How do I squash all commits except for the most recent
ones, and do so without having to manually squash each one in an interactive rebase? Specifically, I don't want to have to use
git rebase -i --root
A .. B .. C ... ... H .. I .. J .. K .. L
A .. H .. I .. J .. K .. L
Fastest counting implementation time is almost certainly going to be with grafts and a filter-branch, though you might be able to get faster execution with a handrolled commit-tree sequence working off rev-list output.
Rebase is built to apply changes on different content. What you're doing here is preserving contents and intentionally losing the change history that produced them, so pretty much all of rebase's most tedious and slow work is wasted.

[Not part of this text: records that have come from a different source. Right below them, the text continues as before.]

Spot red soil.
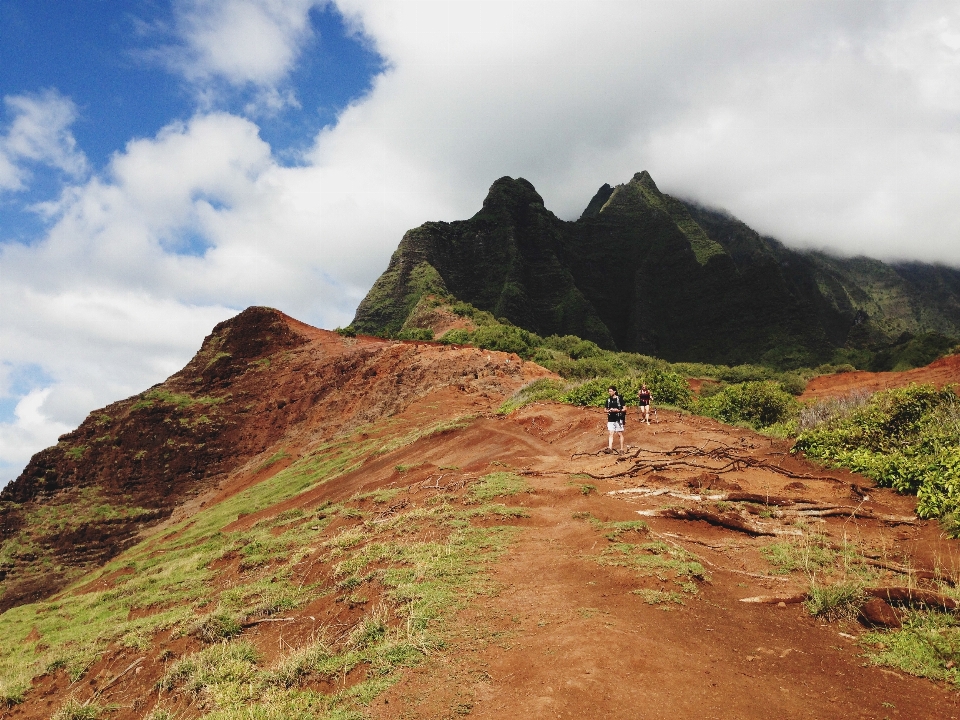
[800,355,960,400]
[0,312,960,720]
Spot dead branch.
[650,530,790,582]
[740,593,809,605]
[773,505,917,525]
[864,587,960,611]
[637,508,777,537]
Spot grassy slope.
[0,423,523,718]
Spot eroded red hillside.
[800,355,960,400]
[0,307,548,612]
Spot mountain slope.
[0,307,546,612]
[0,310,960,720]
[353,172,960,367]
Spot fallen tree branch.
[637,508,777,537]
[864,587,960,612]
[740,593,809,605]
[773,505,917,525]
[649,530,790,582]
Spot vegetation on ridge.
[0,420,527,718]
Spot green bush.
[497,378,566,415]
[694,380,797,429]
[440,328,470,345]
[470,325,542,357]
[793,385,960,517]
[397,328,433,341]
[543,335,603,360]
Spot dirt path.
[7,400,960,720]
[375,406,960,718]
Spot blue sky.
[0,0,383,242]
[0,0,960,484]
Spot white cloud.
[0,0,960,484]
[0,90,87,190]
[165,0,327,100]
[0,388,71,482]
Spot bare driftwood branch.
[637,508,777,537]
[650,530,790,582]
[740,593,809,605]
[864,587,960,611]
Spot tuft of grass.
[760,535,837,575]
[806,583,866,620]
[50,698,103,720]
[497,378,568,415]
[467,472,531,502]
[860,610,960,687]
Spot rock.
[860,598,902,628]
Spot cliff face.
[353,172,960,366]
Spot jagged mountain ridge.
[353,171,960,366]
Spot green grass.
[50,698,104,720]
[0,420,526,719]
[793,385,960,517]
[469,472,531,502]
[806,582,866,620]
[573,512,710,597]
[860,610,960,687]
[630,588,684,605]
[131,388,226,410]
[760,536,837,575]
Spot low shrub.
[470,325,542,358]
[793,385,960,517]
[397,328,433,341]
[693,380,797,429]
[807,583,866,620]
[440,328,470,345]
[561,370,693,408]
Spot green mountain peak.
[353,170,960,366]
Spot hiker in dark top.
[606,385,627,452]
[637,383,653,425]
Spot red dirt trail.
[7,316,960,720]
[800,355,960,400]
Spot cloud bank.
[0,0,960,480]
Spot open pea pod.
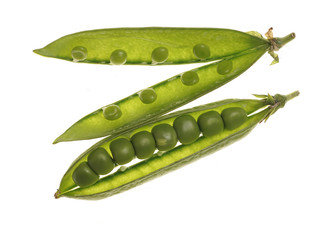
[34,27,288,65]
[55,92,299,199]
[54,29,294,143]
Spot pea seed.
[110,138,135,165]
[151,47,168,63]
[103,104,122,120]
[110,49,127,65]
[138,88,157,104]
[151,123,177,151]
[72,46,87,62]
[197,111,224,137]
[87,147,115,175]
[217,60,233,75]
[72,162,99,187]
[131,131,156,159]
[193,43,211,59]
[173,115,201,144]
[181,71,200,86]
[221,107,248,130]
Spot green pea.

The payload here is, working from your picture,
echo `git rev-parse H; git rev-parse A` > .git/info/grafts git filter-branch -- --all
Filter-branch is very careful to be recoverable after a failure at any point, which is certainly safest .... but it's only really helpful when recovery by simply redoing it wouldn't be faster and easier if things go south on you. Failures being rare and restarts usually being cheap, the thing to do is to do an un"safe" but very fast operation that is all but certain to work. For that, the best option here is to do it on a tmpfs (the closest equivalent I know on Windows would be a ramdisk like ImDisk), which will be blazing fast and won't touch your main repo until you're sure you've got the results you want.
So on Windows, say
T:\wip is on a ramdisk, and note that the clone here copies nothing. As well as reading the docs on
--shared option, do examine the clone's innards to see the real effect, it's very straightforward.
# switch to a lightweight wip clone on a tmpfs git clone --shared --no-checkout . /t/wip/filterwork cd !$ # graft out the unwanted commits echo `git rev-parse $L; git rev-parse $A` >.git/info/grafts git filter-branch -- --all # check that the repo history looks right git log --graph --decorate --oneline --all # all done with the splicing, filter-branch has integrated it rm .git/info/grafts # push the rewritten histories back git push origin --all --force
There are enough possible variations on what you might be wanting to do and what might be in your repo that almost any of the options on these commands might be useful. The above is tested and will do what it says it does, but that might not be exactly what you want.